The Raiders, who sacrificed a third-round pick in 2012 to obtain Pryor, will pay him about $2.3 million over four years, which includes a signing bonus of nearly $600,000.
But at least the Raiders didn't commit the same mistake the Denver Broncos did. The Broncos selected Tim Tebow with the 25th overall pick and gave him a contract worth $9.7 million, plus a $1.5 million bonus if he reached minimum playing time. Despite that commitment Denver doesn't appear confident Tebow is the quarterback of the future. There are rumors the Broncos may either cut or trade Tebow, who isn't going to be the starter Week 1, and so far, it looks as if the former Heisman Trophy winner was a wasted pick.
Regardless of what you think of Pryor's character or whether you believe he's solely responsible for Ohio State's current predicament with the NCAA, Pryor earning a start at quarterback in the NFL isn't all that far-fetched or unreasonable.
Tebow, currently uncertain of even a backup position, started three games last season. Brian St. Pierre started a game for the Panthers last season. Alex Smith is 19-31 in the NFL, but the 49ers still extended his contract. Even though he's raw, Pryor probably can't be worse.
In 2007, after a holdout, the Raiders gave No. 1 pick JaMarcus Russell, another workout wonder, a six-year $61 million contract with $32 million guaranteed. Compared to that, selecting Pryor in the supplemental draft was like buying brand-name toothpaste from a dollar store.

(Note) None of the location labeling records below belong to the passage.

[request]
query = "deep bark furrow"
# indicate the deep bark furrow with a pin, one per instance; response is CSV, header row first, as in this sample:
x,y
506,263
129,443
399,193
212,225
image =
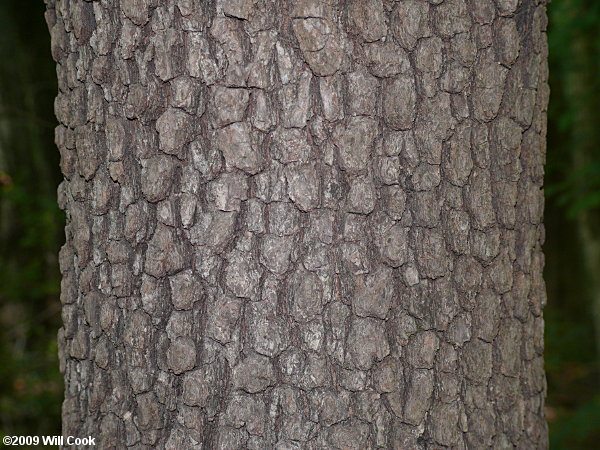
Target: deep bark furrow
x,y
302,224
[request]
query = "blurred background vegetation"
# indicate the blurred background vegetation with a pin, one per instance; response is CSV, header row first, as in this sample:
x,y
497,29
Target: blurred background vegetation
x,y
31,226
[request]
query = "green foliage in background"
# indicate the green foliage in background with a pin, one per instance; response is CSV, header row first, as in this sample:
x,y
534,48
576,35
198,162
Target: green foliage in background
x,y
573,199
31,225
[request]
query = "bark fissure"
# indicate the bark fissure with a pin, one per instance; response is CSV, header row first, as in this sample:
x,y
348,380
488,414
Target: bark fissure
x,y
308,224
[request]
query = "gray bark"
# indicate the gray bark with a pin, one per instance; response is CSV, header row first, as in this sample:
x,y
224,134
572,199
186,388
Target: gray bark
x,y
302,224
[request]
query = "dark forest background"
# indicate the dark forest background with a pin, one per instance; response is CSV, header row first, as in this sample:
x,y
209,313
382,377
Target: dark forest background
x,y
31,226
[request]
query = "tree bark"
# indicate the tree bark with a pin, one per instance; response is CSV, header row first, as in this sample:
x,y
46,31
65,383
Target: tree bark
x,y
302,224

Let's say Pryor bombs at quarterback. Let's say he's the worst quarterback in the history of mankind. Depending on whose stopwatch you believe, the 6-foot-6, 240-pound Pryor still ran the 40-yard dash in 4.36 seconds.
Position change, anyone?
As much as Pryor apologists make it seem as though moving to tight end or wide receiver would be insulting, there is no shame in Pryor converting to another position and a higher number if it increases his chances of having a long-term NFL career.
Hines Ward was a quarterback, wide receiver and tailback at Georgia. Antonio Gates, a former basketball player, never played college football but will likely be a Hall of Famer as a tight end. Kordell "Slash" Stewart and Antwaan Randle El transitioned from dynamic college quarterbacks to dangerous multitalented NFL players. Great athletes put in the right position make plays.
I'm often as confused as anyone by the Raiders' strategy, but gambling on Pryor makes some sense. Besides, if Davis were Bill Belichick, we'd be calling this move genius.